Schlechte Zeiten für organisationsabhängige Medien: Erst muss der katholische “Rheinische Merkur” dran glauben, jetzt wollen zwei CSU-Kreisverbände dem traditionsreichen “Bayernkurier” an den Kragen. Statt die Mitgliedsbeiträge zu erhöhen, solle die CSU-Spitze lieber die Parteizeitung opfern.

Kloster Banz/Bonn – Zwei CSU-Kreisverbände fordern die Einstellung der traditionsreichen – und offenbar auch kostspieligen – Parteizeitung “Bayernkurier”. In ihrem Antrag für den CSU-Parteitag Ende Oktober argumentieren die “Bayernkurier”-Kritiker, dass bei dem von Franz Josef Strauß gegründeten Parteiorgan Aufwand und Nutzen in keinem Verhältnis mehr stünden. Antragsteller sind die Kreisverbände Hof-Land und Lichtenfels.

“Das kam aus der Mitte der Mitglieder”, bestätigte der Lichtenfelser Kreisvorsitzende und CSU-Innenexperte Christian Meißner am Dienstag am Rande der Herbstklausur in Kloster Banz nach Angaben aus Parteikreisen. Grund der Forderung ist, dass die CSU-Spitze die Mitgliedsbeiträge erhöhen will. Dagegen regt sich Widerstand an der Basis. Die Parteizeitung feierte in diesem Jahr ihr 60-jähriges Bestehen.
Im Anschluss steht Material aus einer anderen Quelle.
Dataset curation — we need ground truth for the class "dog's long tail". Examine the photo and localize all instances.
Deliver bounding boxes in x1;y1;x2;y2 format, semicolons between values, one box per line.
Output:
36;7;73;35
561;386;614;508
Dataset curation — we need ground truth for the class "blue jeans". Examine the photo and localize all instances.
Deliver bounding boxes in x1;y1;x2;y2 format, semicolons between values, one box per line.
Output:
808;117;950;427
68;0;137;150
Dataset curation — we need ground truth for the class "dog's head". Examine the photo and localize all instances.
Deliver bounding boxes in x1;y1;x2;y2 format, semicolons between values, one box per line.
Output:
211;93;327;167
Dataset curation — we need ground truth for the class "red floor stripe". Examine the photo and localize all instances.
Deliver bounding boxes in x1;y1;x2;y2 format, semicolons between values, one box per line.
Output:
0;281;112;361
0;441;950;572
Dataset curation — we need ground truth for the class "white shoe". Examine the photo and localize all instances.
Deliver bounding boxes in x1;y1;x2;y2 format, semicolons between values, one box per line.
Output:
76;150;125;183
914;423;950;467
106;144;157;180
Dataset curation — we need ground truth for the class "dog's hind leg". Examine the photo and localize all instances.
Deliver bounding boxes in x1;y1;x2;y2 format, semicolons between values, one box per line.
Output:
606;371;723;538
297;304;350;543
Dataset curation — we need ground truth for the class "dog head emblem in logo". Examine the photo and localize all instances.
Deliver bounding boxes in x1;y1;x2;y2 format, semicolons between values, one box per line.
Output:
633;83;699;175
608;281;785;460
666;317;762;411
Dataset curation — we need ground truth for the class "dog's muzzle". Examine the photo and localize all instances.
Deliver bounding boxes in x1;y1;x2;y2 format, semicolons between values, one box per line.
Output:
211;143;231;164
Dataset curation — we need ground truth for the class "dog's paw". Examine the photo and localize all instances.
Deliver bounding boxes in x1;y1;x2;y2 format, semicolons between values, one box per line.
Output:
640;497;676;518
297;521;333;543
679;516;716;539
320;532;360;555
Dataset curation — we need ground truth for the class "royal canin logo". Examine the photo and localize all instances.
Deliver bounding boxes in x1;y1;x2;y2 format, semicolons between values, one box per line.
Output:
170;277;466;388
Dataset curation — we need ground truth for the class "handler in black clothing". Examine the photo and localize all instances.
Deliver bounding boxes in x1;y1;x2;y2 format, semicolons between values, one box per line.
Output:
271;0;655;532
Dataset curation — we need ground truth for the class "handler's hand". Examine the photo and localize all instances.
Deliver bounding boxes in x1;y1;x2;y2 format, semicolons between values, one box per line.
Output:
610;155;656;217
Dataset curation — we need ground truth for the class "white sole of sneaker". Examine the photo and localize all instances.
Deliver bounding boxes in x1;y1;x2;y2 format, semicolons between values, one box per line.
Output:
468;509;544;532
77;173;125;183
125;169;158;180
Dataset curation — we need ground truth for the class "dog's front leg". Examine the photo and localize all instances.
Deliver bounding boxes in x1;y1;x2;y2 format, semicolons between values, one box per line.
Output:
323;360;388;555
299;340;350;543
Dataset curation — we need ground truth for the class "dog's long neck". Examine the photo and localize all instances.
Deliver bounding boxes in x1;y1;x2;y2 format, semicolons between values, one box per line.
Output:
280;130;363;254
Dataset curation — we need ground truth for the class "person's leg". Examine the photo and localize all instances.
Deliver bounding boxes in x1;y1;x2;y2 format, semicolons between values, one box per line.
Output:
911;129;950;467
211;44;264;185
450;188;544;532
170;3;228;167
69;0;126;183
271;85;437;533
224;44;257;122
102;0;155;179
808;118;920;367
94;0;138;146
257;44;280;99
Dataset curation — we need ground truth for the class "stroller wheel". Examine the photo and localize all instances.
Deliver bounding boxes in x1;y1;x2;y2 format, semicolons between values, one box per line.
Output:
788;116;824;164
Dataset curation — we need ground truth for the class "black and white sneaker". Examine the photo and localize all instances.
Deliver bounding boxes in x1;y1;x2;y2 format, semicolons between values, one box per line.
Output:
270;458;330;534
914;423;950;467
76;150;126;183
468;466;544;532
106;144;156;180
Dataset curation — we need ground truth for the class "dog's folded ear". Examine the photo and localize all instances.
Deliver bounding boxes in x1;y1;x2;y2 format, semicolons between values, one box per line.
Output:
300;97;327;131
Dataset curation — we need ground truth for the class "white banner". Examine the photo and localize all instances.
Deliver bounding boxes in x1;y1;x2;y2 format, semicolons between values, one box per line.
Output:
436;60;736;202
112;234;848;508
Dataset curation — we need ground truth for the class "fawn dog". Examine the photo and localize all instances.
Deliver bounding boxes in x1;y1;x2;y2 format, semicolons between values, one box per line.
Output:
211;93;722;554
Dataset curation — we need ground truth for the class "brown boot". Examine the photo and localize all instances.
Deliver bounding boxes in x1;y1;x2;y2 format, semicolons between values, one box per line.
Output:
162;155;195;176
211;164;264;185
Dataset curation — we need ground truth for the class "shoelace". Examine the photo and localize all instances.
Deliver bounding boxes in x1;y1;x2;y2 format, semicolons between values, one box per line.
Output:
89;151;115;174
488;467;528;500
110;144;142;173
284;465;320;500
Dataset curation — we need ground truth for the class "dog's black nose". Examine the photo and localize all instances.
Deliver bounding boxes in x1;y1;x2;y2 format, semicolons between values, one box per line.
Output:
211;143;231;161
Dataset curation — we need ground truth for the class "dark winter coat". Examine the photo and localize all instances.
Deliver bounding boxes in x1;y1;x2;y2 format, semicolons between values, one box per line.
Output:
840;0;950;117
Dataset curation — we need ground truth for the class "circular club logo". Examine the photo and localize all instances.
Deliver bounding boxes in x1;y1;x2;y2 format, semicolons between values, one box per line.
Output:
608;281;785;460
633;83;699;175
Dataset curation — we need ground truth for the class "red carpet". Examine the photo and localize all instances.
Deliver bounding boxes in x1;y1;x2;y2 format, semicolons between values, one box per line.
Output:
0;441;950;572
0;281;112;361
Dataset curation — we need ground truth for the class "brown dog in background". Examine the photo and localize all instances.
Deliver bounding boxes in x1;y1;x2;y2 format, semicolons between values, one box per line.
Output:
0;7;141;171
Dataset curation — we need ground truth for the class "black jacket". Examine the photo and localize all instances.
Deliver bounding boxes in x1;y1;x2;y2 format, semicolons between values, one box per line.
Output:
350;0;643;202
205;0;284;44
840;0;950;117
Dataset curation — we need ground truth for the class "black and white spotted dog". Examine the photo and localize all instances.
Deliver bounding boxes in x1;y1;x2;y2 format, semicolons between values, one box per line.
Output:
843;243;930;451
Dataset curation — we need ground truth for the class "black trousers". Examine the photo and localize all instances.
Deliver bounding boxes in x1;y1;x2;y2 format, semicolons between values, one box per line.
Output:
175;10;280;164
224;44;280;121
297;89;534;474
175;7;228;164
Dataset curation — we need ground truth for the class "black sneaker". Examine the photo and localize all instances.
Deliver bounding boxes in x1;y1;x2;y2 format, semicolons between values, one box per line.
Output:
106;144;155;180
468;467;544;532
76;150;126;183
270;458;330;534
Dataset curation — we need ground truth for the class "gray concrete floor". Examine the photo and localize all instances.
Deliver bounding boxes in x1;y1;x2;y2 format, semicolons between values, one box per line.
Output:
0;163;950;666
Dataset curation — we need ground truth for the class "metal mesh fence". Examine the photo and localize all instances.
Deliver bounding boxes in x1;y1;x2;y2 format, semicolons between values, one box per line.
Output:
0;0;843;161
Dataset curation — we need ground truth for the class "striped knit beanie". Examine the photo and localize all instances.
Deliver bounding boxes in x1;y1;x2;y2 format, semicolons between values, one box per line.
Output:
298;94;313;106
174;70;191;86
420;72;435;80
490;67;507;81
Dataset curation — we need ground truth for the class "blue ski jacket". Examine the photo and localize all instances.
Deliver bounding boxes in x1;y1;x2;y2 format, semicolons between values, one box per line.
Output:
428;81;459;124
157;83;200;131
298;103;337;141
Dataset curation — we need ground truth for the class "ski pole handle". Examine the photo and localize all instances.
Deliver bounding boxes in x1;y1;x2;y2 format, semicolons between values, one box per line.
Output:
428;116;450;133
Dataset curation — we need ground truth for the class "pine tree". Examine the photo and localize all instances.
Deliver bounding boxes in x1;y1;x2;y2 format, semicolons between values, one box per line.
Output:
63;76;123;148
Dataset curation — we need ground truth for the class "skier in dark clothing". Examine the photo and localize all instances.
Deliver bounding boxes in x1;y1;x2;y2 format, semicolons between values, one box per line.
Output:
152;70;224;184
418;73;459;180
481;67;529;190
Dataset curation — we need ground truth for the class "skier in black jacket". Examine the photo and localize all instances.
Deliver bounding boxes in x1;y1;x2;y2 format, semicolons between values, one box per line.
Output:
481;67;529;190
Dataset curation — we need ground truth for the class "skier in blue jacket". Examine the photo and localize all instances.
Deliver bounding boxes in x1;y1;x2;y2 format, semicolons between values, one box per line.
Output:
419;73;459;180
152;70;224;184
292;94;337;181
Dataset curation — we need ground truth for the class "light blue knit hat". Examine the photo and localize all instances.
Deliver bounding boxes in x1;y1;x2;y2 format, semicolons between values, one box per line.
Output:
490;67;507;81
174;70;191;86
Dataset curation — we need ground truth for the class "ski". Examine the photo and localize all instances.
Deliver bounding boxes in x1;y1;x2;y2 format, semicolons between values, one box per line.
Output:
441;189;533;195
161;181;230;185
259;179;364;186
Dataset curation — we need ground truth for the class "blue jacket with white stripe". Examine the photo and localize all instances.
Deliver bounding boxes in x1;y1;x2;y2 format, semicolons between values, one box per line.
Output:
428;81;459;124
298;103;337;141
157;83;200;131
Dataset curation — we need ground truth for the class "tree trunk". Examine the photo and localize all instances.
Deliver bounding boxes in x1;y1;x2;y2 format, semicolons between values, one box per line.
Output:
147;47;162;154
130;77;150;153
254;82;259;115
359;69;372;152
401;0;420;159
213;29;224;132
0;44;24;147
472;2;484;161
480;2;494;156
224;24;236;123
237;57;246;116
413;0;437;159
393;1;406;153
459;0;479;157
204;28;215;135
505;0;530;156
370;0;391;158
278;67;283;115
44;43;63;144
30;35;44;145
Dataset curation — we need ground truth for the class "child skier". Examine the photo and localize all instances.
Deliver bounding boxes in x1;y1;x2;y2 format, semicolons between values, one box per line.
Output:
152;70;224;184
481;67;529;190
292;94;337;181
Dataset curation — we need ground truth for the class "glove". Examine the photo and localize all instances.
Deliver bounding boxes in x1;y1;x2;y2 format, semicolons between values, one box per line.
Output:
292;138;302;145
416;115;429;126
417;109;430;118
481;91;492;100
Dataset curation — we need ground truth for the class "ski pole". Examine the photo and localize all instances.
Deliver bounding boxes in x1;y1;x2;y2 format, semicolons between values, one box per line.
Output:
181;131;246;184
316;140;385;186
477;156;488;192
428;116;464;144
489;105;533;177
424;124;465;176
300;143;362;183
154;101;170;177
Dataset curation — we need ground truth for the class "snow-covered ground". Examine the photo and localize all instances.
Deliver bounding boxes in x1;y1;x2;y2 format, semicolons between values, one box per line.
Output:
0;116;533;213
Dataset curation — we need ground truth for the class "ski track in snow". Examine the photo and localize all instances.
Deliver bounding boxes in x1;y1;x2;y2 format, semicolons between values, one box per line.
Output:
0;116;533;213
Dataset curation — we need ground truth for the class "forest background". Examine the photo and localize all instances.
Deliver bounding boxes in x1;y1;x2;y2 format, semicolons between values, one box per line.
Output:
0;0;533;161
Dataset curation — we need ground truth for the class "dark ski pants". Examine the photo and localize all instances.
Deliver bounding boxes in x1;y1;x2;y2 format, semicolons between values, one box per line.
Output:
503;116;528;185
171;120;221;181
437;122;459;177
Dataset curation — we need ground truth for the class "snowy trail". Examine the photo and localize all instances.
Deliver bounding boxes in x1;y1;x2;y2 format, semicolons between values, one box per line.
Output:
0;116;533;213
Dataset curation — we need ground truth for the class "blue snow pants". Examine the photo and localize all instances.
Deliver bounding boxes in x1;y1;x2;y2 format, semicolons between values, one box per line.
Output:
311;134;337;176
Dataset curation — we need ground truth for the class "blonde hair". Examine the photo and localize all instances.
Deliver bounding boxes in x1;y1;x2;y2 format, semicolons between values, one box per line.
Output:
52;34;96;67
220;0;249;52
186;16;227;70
Noch früher, nämlich 1946, war der “Rheinische Merkur” gegründet worden – am Dienstag gab die katholische Bischofskonferenz bekannt, dass die Wochenzeitung als eigenständiges Blatt eingestellt werde. Die Abonnenten sollen zukünftig mit einer sechsseitigen Beilage der “Zeit” beliefert werden.

Pikanterweise bot der Verlag der national-konservativen Wochenzeitung “Junge Freiheit” der Bischofskonferenz derweil Gespräche über eine Übernahme an. Der Chefredakteur Dieter Stein kritisierte, es sei ein “Skandal”, dass konservative Leser nun auf die “Zeit” angewiesen seien, die aus ihrer Gegnerschaft gegenüber der Kirche selten einen Hehl mache.

Die evangelische Wochenzeitung “Deutsches Allgemeines Sonntagsblatt” war schon im Jahre 2000 eingestellt worden und durch die Magazinbeilage “Chrismon” ersetzt worden. Und schon 1989 wurde die Erscheinungswesen des SPD-Parteiorgans “Vorwärts” von wöchentlich auf monatlich umgestellt.